I looked across the table and felt that all the rest of the camp staff were listening, as their eyes were intently fixed on me.  I had to reassure myself that they didn't speak English.
"Yes, she's Indian," I replied. 
"Oh, God!  Why did I say that? Here I am in one of the most conservative Muslim cities in one of the most populous Muslim countries in the world and I just told my superior that my girlfriend is Indian.  Fantastic.  They’re going to think I’m a bad Muslim and a traitorous Pakistani.  Great start to this internship, buddy.”
"Very interesting," Alam remarked.
“’Very interesting?’ Oh, no.  I hate ‘very interesting.’ It seems innocent enough, but anytime someone says ‘very interesting’ it really means, ‘Yeah, that’s some fucked up shit?’"  So there I was, being welcomed by the doctor who would be my internship supervisor and I was stupid enough to reveal my girlfriend was a member of the only religion that my coworkers might have a problem with.  “What the hell is he going to think of me now?” I wondered.
"Is she a Hindu?"
With great hesitation, I answered, "Yes, she is Hindu - so what time do we begin seeing patients?"
Alam didn't hesitate nor did he go for the change in subject.  I thought, "He's not going to give me some lecture about why I should date Pakistani women is he?  This is absolutely not how I want to begin my work here."
"Sooo, what do you do with her?" 
"I'm saved," I thought.  I was relieved Alam was not one of those self-righteous people that always feel they need to judge Americans.  "Well, we go to movies. We go to restaurants for dinner.
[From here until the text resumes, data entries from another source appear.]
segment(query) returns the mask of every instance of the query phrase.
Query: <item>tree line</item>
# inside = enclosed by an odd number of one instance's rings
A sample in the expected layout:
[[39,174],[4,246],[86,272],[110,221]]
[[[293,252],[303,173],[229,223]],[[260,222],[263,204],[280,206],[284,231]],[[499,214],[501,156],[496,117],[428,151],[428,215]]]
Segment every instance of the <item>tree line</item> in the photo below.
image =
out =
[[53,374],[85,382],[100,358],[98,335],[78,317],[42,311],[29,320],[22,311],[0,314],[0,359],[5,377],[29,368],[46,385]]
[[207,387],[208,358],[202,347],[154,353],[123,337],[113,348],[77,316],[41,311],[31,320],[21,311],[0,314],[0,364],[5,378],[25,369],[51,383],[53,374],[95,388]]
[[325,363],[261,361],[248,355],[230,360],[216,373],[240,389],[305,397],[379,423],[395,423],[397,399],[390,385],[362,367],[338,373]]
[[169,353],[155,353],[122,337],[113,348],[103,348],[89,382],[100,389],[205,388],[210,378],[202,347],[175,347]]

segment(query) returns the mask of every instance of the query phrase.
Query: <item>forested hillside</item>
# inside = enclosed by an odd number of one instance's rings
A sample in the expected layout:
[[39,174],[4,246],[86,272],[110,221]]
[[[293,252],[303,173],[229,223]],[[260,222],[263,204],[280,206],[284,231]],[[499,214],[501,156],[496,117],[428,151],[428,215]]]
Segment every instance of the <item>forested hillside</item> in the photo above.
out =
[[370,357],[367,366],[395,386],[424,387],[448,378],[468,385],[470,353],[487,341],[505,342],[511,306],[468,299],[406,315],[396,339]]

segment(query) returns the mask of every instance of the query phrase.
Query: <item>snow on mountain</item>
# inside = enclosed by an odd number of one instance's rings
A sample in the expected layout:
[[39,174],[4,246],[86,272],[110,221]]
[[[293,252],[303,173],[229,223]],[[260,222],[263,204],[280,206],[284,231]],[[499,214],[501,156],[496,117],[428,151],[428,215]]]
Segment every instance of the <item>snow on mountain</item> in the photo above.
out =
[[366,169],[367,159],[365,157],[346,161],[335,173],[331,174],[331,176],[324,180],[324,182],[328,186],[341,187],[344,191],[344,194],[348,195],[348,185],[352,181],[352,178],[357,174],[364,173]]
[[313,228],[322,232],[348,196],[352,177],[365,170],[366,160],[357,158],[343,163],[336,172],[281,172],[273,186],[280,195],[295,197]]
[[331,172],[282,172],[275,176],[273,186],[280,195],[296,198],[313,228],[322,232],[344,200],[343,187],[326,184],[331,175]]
We spend time with friends.
"No, no.  I mean, what do you do with her in the bed?"
"Did I hear that right?  Did my superior, a UN doctor, just ask me about what I do in bed with my girlfriend?  Isn't this place supposed to be ultra-conservative?  What the fuck am I supposed to answer?  Wait! Clarification!  Yes, yes there must be some language gap here.  He must mean something else."
"I'm not sure I understand, Alam," I said with a furrowed brow.  "What, exactly, do you mean?"
"Oh, I mean, like what positions are you liking?  How do you like to do it?"
I couldn't believe what was happening.  I looked over at the nurses and midwives.  I was desperately hoping someone would comment that it was time to begin seeing patients.  I was hoping a meteor would hit.  Anything, anything to stop this conversation. Did I just hear a Taliban rocket? “What does he think," I wondered, "that Americans are all sex-crazed miscreants who live real-life Cinemax movies?
"I see.  Ummm.  I'm sorry, I'm not really comfortable answering this question."
"O.K.  Tell me, are you a good fucker?" 
"What?"
"Oh, I am a very good fucker," Alam said confidently while smiling and gesturing with his forearm and upper leg. 


I had to ask myself whether this was all really happening.  I mused that it might be the heat that was making me imagine this whole situation.  But in my heart I knew this was, in fact, reality.  It was officially the most bizarre first day that I could ever imagine.  "Please, God," I pleaded" I will never question another girl who claims to have been sexually harassed in the workplace.  Just please, I beg of you, get me out of this conversation!"  In a desperate attempt to change the subject, I asked, "So, Alam, tell me about your wife.  What is her name?"
"Oh, ha, ha, ha," Alam laughed as people often do when a social custom has been violated by an outsider. "We do not consider it appropriate to talk about our wives here in Peshawar."